### Note

Please view the [README](https://github.com/deeplearning4j/deeplearning4j/tree/master/dl4j-examples/tutorials/README.md) to learn about installing, setting up dependencies, and importing notebooks in Zeppelin

### Background

#### Convolutional Neural Networks (CNN)
Mainly neural networks extract features from the data they are fed with. Previously, we dealt with fully-connected feedforward networks which multiply inputs with weights, add biases, learns and adjust them, iteratively. In effect, the network parameters are only concerned with individual features and doesn't concern themselves with surrounding features, relative to the particular feature in focus. But considering surrounding features is important for improving network's performance.

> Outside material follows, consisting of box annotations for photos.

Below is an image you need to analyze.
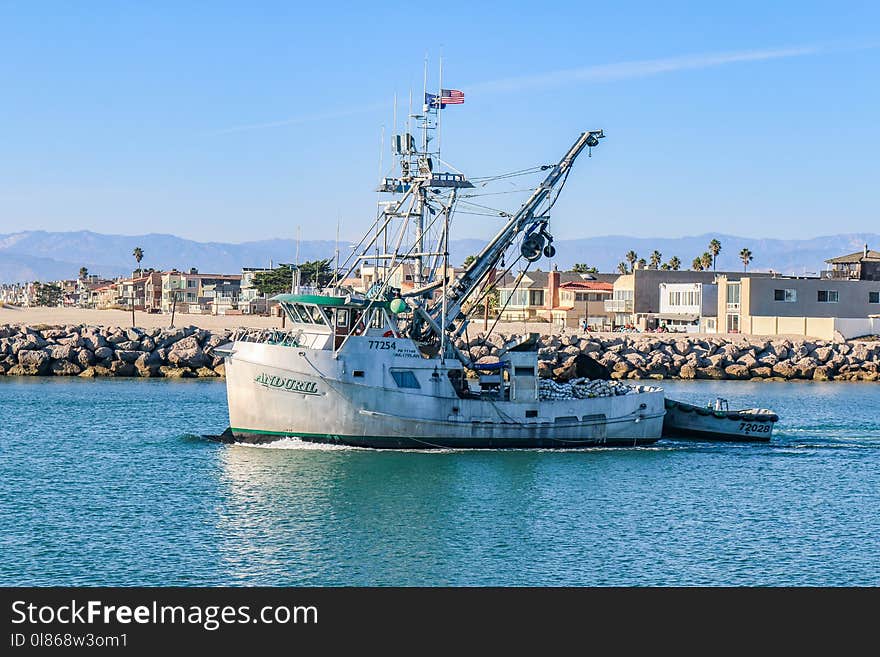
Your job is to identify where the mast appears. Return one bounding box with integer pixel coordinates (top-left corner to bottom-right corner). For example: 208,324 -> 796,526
430,130 -> 605,330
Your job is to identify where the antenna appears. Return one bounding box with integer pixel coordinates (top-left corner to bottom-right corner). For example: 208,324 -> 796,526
333,217 -> 342,285
293,226 -> 300,294
437,54 -> 443,162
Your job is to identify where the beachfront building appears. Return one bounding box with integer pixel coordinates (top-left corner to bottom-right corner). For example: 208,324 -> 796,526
497,269 -> 617,330
822,244 -> 880,281
659,283 -> 718,333
0,283 -> 37,307
76,275 -> 114,308
552,272 -> 614,331
605,269 -> 771,333
717,275 -> 880,340
161,268 -> 242,315
89,283 -> 119,310
238,267 -> 272,315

To accomplish this, we use convolutional neural networks (CNN for short). CNN use a matrix of weights for producing more general features from the input features. Such a set of weights is called a kernel (also known as filters in 2D convolutions). These kernels are best suited for training with images. They slide over the image pixels in 2D and give responses as another feature matrix. 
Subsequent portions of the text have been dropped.